I’m not quite sure I understood what your ulen
function is trying to achieve. Do you want to count the number of bytes in the character sequence, the number of grapheme clusters or the width of the text displayed on screen?
The number of bytes can be computed easily with len(chars)
(multiplied by a constant if using non-default character kinds).
Counting the number of grapheme clusters is not that straight forward, but can be done if you find the right algorithm and port it to Fortran or make a C interface . I think for example the Rust crate unicode-segmentation will do that for you.
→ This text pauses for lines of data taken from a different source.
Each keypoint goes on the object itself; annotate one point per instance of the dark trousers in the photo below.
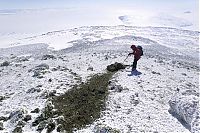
(134, 64)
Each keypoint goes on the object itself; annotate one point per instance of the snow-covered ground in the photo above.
(45, 52)
(169, 66)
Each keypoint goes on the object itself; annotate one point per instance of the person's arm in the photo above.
(130, 54)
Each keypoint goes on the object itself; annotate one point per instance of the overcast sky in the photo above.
(31, 4)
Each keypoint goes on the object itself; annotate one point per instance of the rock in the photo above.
(51, 126)
(5, 63)
(45, 57)
(115, 67)
(195, 125)
(2, 118)
(42, 125)
(21, 123)
(32, 90)
(1, 126)
(50, 80)
(2, 98)
(39, 70)
(61, 119)
(15, 115)
(184, 107)
(90, 69)
(18, 129)
(104, 129)
(116, 88)
(22, 59)
(27, 118)
(59, 128)
(38, 120)
(52, 93)
(37, 110)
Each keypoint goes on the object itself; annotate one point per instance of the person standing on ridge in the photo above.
(137, 52)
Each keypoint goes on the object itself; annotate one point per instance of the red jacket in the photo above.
(136, 52)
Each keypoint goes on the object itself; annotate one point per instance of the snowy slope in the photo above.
(170, 62)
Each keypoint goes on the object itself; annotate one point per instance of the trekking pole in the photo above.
(125, 59)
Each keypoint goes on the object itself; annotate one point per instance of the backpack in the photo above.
(140, 48)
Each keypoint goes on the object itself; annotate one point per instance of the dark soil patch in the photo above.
(83, 104)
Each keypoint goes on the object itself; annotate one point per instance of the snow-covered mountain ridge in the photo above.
(168, 68)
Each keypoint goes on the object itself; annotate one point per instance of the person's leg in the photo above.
(134, 65)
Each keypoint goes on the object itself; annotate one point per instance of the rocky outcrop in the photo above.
(5, 63)
(39, 70)
(185, 106)
(115, 67)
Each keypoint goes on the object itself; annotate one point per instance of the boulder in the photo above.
(184, 108)
(37, 110)
(1, 126)
(18, 129)
(5, 63)
(41, 125)
(46, 57)
(115, 67)
(27, 118)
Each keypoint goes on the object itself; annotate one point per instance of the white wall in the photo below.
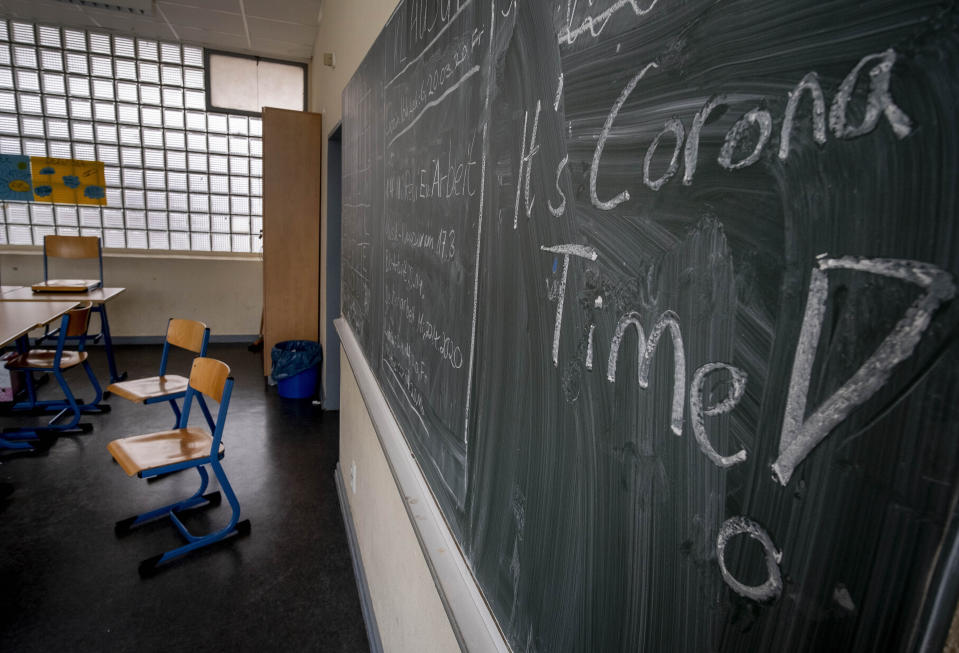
(405, 601)
(225, 293)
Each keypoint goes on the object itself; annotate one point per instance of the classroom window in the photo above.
(244, 84)
(179, 176)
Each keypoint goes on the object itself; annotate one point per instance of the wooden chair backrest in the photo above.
(71, 246)
(209, 376)
(79, 319)
(186, 334)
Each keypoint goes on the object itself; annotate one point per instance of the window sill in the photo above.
(146, 253)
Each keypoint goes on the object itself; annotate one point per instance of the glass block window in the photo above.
(179, 177)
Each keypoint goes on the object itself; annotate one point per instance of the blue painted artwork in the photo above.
(15, 178)
(94, 192)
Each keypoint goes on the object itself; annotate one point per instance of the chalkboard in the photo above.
(662, 296)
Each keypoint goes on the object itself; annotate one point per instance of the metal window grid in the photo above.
(178, 177)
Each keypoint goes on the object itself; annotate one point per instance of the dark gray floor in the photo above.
(66, 583)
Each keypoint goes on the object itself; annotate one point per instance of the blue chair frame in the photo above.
(46, 276)
(69, 404)
(171, 397)
(99, 309)
(198, 499)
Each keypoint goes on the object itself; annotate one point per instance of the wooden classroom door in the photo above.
(292, 162)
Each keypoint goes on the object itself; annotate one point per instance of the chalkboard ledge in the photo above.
(470, 616)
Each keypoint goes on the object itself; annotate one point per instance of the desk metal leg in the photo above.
(108, 344)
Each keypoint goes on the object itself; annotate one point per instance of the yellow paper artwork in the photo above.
(68, 181)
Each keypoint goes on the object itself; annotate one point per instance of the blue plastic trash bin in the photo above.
(295, 364)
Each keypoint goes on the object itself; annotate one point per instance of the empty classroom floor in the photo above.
(67, 583)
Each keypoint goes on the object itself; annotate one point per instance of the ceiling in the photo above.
(283, 29)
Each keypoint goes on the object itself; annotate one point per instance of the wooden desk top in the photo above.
(19, 318)
(26, 294)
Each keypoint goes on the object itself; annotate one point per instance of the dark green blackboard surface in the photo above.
(661, 295)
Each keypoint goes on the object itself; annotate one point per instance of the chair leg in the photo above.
(176, 412)
(94, 406)
(197, 500)
(72, 407)
(235, 527)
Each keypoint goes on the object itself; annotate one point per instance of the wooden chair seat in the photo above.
(44, 359)
(152, 450)
(141, 390)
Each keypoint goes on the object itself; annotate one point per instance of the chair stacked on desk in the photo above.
(73, 327)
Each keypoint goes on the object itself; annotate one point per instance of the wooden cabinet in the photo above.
(292, 161)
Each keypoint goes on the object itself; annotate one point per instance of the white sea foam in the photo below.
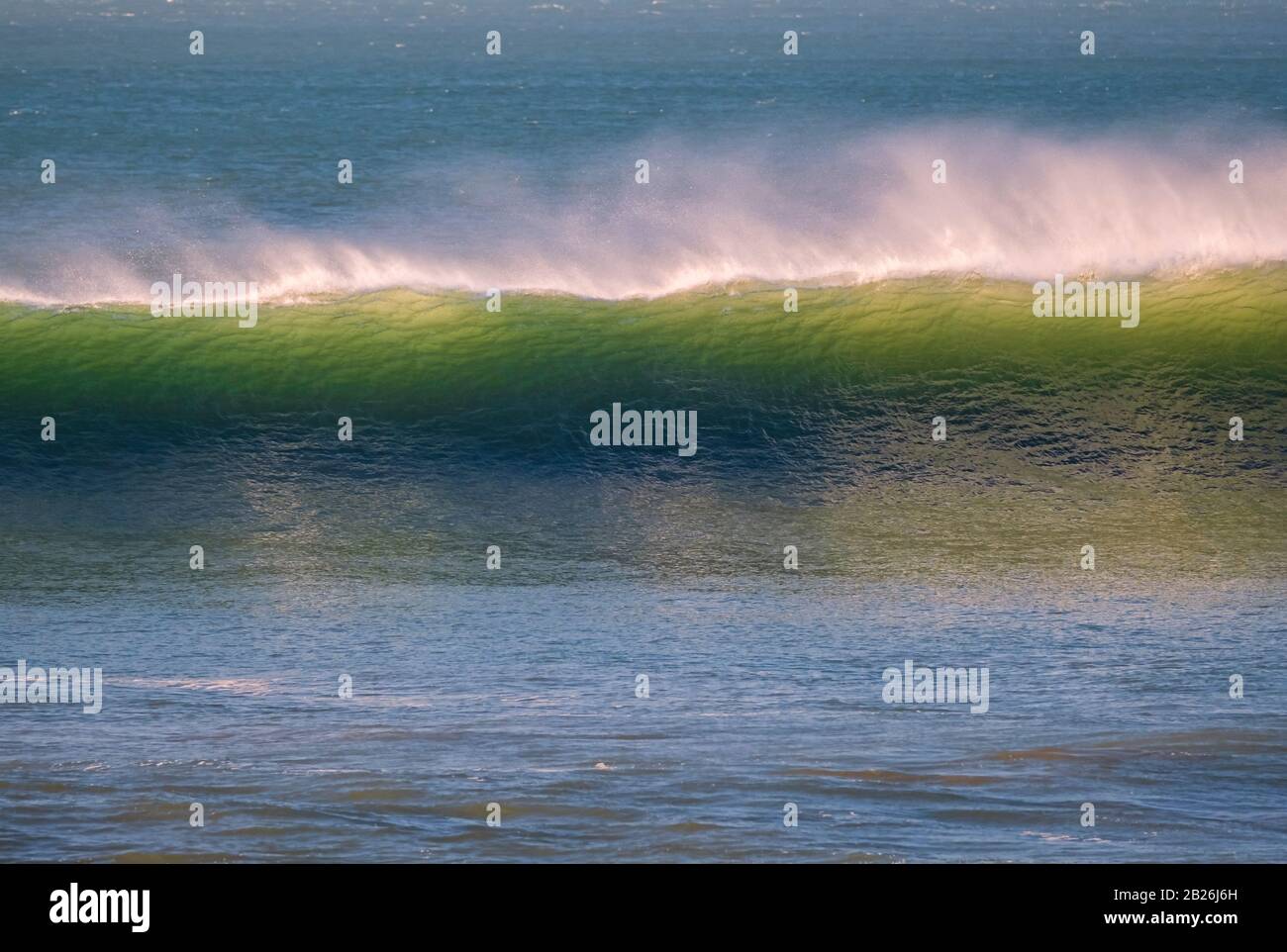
(1016, 205)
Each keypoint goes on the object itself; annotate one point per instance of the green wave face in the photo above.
(1204, 348)
(815, 425)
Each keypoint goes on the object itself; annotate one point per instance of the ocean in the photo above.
(471, 631)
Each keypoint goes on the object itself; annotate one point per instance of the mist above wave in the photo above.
(1015, 205)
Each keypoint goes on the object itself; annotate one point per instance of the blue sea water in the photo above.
(518, 686)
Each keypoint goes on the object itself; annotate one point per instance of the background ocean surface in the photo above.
(516, 686)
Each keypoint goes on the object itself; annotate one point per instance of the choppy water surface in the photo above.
(518, 686)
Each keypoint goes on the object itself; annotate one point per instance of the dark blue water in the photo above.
(518, 686)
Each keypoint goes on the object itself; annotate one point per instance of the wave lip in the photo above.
(1013, 205)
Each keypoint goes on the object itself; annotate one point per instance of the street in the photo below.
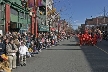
(69, 57)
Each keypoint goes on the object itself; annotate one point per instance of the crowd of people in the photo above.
(89, 37)
(17, 47)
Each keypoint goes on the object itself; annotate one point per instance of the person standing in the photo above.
(23, 50)
(11, 50)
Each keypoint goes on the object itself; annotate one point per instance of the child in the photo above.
(23, 50)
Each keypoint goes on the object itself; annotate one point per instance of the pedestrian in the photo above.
(11, 50)
(23, 50)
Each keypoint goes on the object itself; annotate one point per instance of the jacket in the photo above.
(23, 50)
(9, 50)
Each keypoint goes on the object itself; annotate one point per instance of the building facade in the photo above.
(14, 17)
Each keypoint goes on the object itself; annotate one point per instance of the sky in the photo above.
(76, 11)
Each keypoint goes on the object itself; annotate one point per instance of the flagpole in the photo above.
(36, 26)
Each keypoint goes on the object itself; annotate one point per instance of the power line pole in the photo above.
(104, 12)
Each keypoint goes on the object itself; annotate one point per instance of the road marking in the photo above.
(101, 49)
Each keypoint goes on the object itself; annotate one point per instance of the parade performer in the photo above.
(95, 37)
(80, 39)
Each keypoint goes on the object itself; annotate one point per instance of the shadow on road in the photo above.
(63, 49)
(97, 59)
(69, 45)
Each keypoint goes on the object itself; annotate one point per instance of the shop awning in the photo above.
(43, 28)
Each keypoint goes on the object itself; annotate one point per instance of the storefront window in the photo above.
(21, 14)
(13, 11)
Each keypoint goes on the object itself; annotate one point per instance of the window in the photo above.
(13, 11)
(21, 14)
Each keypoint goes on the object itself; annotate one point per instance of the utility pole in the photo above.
(36, 26)
(104, 12)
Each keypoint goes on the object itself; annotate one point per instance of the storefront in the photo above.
(13, 16)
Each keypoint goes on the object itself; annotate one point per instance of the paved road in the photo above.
(68, 57)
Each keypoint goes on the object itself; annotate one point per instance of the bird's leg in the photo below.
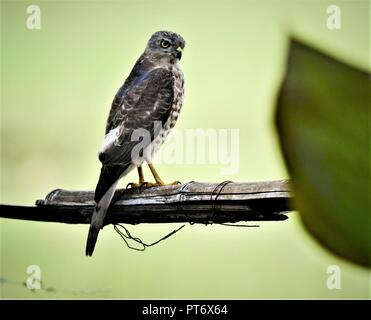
(158, 180)
(141, 179)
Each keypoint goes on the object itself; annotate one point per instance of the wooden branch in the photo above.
(192, 202)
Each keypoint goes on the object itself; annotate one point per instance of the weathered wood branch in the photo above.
(192, 202)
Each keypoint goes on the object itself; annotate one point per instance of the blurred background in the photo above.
(57, 84)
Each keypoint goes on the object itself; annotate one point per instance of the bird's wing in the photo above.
(148, 101)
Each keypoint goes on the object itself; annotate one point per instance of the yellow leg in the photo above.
(141, 179)
(155, 175)
(158, 180)
(141, 176)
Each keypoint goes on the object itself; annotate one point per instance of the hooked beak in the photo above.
(178, 53)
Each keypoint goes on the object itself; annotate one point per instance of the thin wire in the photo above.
(127, 236)
(221, 185)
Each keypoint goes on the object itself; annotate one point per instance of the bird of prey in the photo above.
(149, 102)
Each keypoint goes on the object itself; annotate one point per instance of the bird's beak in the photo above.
(178, 54)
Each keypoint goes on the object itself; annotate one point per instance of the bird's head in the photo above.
(166, 46)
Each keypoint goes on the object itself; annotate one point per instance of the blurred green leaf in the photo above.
(323, 124)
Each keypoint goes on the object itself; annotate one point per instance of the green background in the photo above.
(57, 84)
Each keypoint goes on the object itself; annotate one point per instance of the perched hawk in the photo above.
(147, 104)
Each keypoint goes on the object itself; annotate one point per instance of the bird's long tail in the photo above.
(109, 176)
(97, 219)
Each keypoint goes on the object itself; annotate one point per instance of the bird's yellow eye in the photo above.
(165, 44)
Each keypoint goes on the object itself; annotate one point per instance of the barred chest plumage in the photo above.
(174, 112)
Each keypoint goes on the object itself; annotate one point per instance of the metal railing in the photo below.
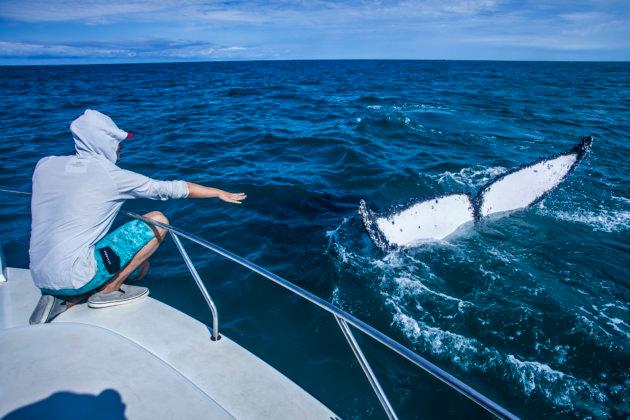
(343, 318)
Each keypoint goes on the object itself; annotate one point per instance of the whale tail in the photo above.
(440, 217)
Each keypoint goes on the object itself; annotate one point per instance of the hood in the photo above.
(95, 134)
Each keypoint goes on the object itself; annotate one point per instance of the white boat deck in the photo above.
(159, 361)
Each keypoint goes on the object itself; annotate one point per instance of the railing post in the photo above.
(202, 288)
(376, 386)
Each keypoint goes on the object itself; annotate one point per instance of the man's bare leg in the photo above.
(142, 255)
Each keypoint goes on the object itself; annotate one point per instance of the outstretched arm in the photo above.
(199, 191)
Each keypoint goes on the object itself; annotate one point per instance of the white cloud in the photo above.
(142, 50)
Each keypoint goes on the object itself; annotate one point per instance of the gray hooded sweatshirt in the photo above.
(76, 198)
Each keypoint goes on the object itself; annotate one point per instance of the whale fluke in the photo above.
(440, 217)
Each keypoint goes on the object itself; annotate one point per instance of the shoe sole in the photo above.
(42, 310)
(98, 305)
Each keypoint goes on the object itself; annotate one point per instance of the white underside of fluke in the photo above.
(440, 217)
(428, 220)
(521, 188)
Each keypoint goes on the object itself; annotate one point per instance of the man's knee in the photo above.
(159, 217)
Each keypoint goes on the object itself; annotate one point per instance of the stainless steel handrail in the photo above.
(202, 287)
(367, 369)
(418, 360)
(343, 319)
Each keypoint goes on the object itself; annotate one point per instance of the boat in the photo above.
(148, 360)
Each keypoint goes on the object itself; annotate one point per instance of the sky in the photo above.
(121, 31)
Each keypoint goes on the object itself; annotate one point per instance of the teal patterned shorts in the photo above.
(121, 246)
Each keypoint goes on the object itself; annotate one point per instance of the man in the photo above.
(75, 200)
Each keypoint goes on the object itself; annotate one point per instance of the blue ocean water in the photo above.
(532, 309)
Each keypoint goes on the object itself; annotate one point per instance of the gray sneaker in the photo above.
(47, 309)
(126, 294)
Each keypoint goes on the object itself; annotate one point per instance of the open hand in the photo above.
(235, 198)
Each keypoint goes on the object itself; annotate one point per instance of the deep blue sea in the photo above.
(531, 309)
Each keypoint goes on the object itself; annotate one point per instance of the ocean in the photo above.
(531, 309)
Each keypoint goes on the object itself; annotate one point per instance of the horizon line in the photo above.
(308, 59)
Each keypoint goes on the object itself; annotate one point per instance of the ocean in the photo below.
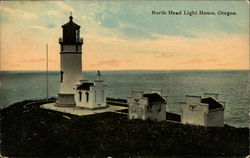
(233, 87)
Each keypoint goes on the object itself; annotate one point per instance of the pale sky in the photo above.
(123, 35)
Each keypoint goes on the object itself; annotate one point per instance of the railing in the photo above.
(77, 40)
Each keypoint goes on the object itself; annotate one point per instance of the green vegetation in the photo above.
(27, 130)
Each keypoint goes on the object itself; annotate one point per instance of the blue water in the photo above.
(233, 87)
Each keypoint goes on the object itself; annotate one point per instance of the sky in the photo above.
(124, 35)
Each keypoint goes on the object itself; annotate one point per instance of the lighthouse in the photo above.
(70, 63)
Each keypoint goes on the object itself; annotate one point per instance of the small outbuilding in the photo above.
(205, 111)
(147, 106)
(90, 95)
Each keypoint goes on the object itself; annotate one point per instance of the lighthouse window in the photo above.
(61, 76)
(87, 96)
(77, 35)
(80, 96)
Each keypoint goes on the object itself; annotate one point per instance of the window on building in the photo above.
(87, 96)
(103, 95)
(95, 95)
(77, 35)
(80, 96)
(61, 73)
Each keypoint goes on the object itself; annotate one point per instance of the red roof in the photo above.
(85, 86)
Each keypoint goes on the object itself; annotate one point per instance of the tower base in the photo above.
(65, 100)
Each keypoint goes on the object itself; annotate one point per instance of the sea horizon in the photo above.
(231, 85)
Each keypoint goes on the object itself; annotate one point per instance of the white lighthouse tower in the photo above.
(71, 63)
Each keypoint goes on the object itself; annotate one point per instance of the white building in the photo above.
(206, 111)
(147, 106)
(90, 95)
(74, 91)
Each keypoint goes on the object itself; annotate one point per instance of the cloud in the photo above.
(19, 13)
(164, 56)
(65, 7)
(192, 61)
(111, 62)
(39, 28)
(52, 12)
(37, 60)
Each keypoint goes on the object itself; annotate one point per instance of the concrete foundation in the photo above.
(65, 100)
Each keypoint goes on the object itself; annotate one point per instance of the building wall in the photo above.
(157, 113)
(215, 118)
(97, 96)
(139, 108)
(71, 65)
(212, 95)
(71, 48)
(137, 105)
(193, 113)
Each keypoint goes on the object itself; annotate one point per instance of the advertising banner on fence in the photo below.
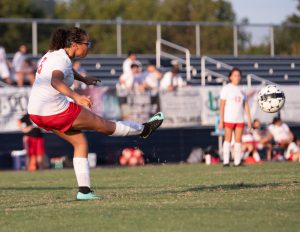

Determining the width of a string boils down to determining the width of each grapheme cluster. Even for monospaced fonts this is a non-trivial task. Take for example the following string:
|😎|⋮|
The characters are (here is a nice tool to determine that):
U+007C : VERTICAL LINE {vertical bar, pipe}
U+1F60E : SMILING FACE WITH SUNGLASSES
U+007C : VERTICAL LINE {vertical bar, pipe}
U+22EE : VERTICAL ELLIPSIS
U+007C : VERTICAL LINE {vertical bar, pipe}
If we try to align this with punctuation marks
|😎|
|...|
|⋮|
|.|
we see that even for a monospaced font
- The
SMILING FACE WITH SUNGLASSES
emoji is slightly shorter that three punctuation marks - The
VERTICAL ELLIPSIS
is slightly shorter than one punctuation mark
This is even further complicated by the fact that if the monospace font in use does not have a character the application or (most likely) the OS will fallback to another font. Because of this it might even be that you’re seeing a different width of the characters above than what I’m doing!